Tuesday, August 9, 2011

Penguins Blast Analog

Foxboro, MA – When you have an offensive threat like Johnnie Wilmont, it is only matter of time before he comes up big…and gets his first POINT of the season! With a lead at 1-0 in the first period, thanks to a spectacular goal by Pat Hickey, Wilmont broke the game open in dramatic and humorous style when he crashed the net, did a pirouette, and stuffed the puck past the goalie. It was his first goal and point of the season, and was a clear indication that he is back to form after his recent sex-change operation.

“It feels good,” commented the ecstatic Wilmont after the game. “Both going under the scalpel to become a man, and scoring that goal! Both are definitely turning points in my life! And with the breast reduction I'm less top heavy and can actually stay on my skates for more than 3 strides. Now that I figured out the pirouette move, I'm on my way to reaching my full potential as a hockey player and a woman...er...I mean man.”

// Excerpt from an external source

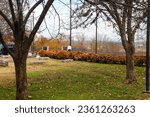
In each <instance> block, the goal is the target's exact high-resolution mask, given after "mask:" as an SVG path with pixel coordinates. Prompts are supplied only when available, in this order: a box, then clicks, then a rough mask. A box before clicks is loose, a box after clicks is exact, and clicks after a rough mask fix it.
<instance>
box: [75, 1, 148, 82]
mask: <svg viewBox="0 0 150 117" xmlns="http://www.w3.org/2000/svg"><path fill="white" fill-rule="evenodd" d="M81 2H82V3H83V5H81V6H80V7H78V8H77V9H76V12H75V13H74V14H75V16H76V19H78V20H76V25H77V27H78V26H82V25H83V26H84V27H85V26H87V25H90V24H93V23H95V21H96V20H97V19H98V18H102V19H103V20H104V21H107V22H111V23H112V25H113V27H114V28H115V29H116V32H117V33H118V34H119V35H120V37H121V42H122V45H123V48H124V50H125V53H126V82H127V83H129V84H136V83H137V80H136V76H135V67H134V55H135V34H136V32H137V30H138V29H139V28H140V27H141V25H142V24H143V23H144V22H145V20H146V16H147V0H81ZM96 12H97V13H96Z"/></svg>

After Wilmonts score, the Penguins went to work on Analog, with more goals coming from Pat Hickey, Sean Hickey, Sniper and Sherwood, which put the game out of reach and gave the Penguins a 7-0 win over a vaunted Analog team. Sherwood, who had already scored a goal earlier in the season, took it all in stride.

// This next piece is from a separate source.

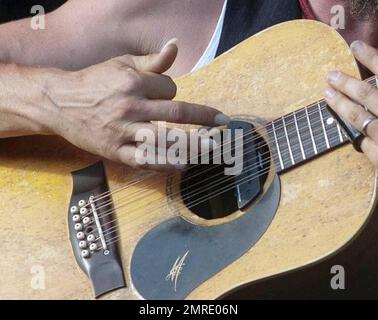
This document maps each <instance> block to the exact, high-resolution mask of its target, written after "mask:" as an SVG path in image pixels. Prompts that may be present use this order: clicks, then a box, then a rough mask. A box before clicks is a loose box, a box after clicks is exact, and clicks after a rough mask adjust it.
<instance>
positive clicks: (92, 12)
mask: <svg viewBox="0 0 378 320" xmlns="http://www.w3.org/2000/svg"><path fill="white" fill-rule="evenodd" d="M113 2H114V1H110V2H106V3H104V2H103V1H98V0H87V1H75V0H71V1H68V2H67V3H66V4H65V5H63V6H62V7H60V8H59V9H57V10H56V11H54V12H51V13H49V14H47V15H46V16H45V29H44V30H39V29H38V30H34V29H33V28H32V27H31V19H29V18H28V19H23V20H19V21H15V22H10V23H7V24H3V25H1V26H0V61H1V62H3V63H17V64H25V65H31V66H42V67H55V68H60V69H65V70H79V69H82V68H85V67H88V66H90V65H93V64H97V63H99V62H102V61H105V60H108V59H109V58H111V57H115V56H118V55H121V54H125V53H133V50H132V49H131V47H132V45H131V43H134V42H135V39H134V40H133V39H132V36H129V38H130V41H129V40H128V39H126V38H127V37H126V35H125V34H124V33H123V31H122V30H123V29H124V26H123V25H122V26H120V25H121V24H120V23H119V21H117V19H118V18H117V16H116V15H114V14H113V11H114V8H113V7H114V5H113V4H112V3H113ZM120 28H122V30H120ZM130 33H132V32H130Z"/></svg>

“That’s just how I roll mother-[expletive]’s,” stated Sherwood, who was wearing shades and smoking a cigarette at his locker after the game. “When the ‘Wood is on the ice, everything is nice! I’m thinking of holding out next season until they give me a puck-boy, to carry my pucks to the game. When you are T-Wood, it is all good!”

The Penguins are now riding a three-game win-streak, which is a huge achievement for a team who struggled for a large chunk of the Summer Season. The win also catapults the red-hot Penguins into the middle of the pack in the standings, a position they have aspired to be in.

When asked about the team's victory, the Penguins former captain had nothing to say.

“Who are the Penguins?” he questioned, while lying on the massage table awaiting his daily back-rub. “My back is in real bad shape, and it is starting to affect my memory. I don’t remember anything about hockey to be honest. With my back in the condition it is in, I’ve had to completely change my lifestyle. I do Yoga and Pilates three-times a day, just so I can jump on the trampoline and use a jack-hammer a few hours each day. This is the sad state of my life now. Oh yea, and I do some canoeing, hiking, dirt-biking riding, sky-diving, gymnastics and bull-riding. That is all I’ve got now that my back is in such bad condition, so even thinking about hockey is out of the question.”

The game did not go off without the usual Analog antics. There was some rough play on the ice as a few Penguins were gang-raped in front of the net throughout the game. Surprisingly, only one penalty was called on Analog's dirty-style of play.

“They call me Lumber Jack,” said Tragakis after the game. “Apparently, if there is a loose puck on the ice, and you are on the ground, you are supposed to stop trying to put the puck into the net. I was actually trying to poke the puck into the net. I wish I had known you were supposed to give-up when there is a loose puck in front of the net, and the opposing players are jabbing you in the arse with their sticks. I must have missed the scene in Oz when they played hockey...I'll be sure to check it out on dvd!”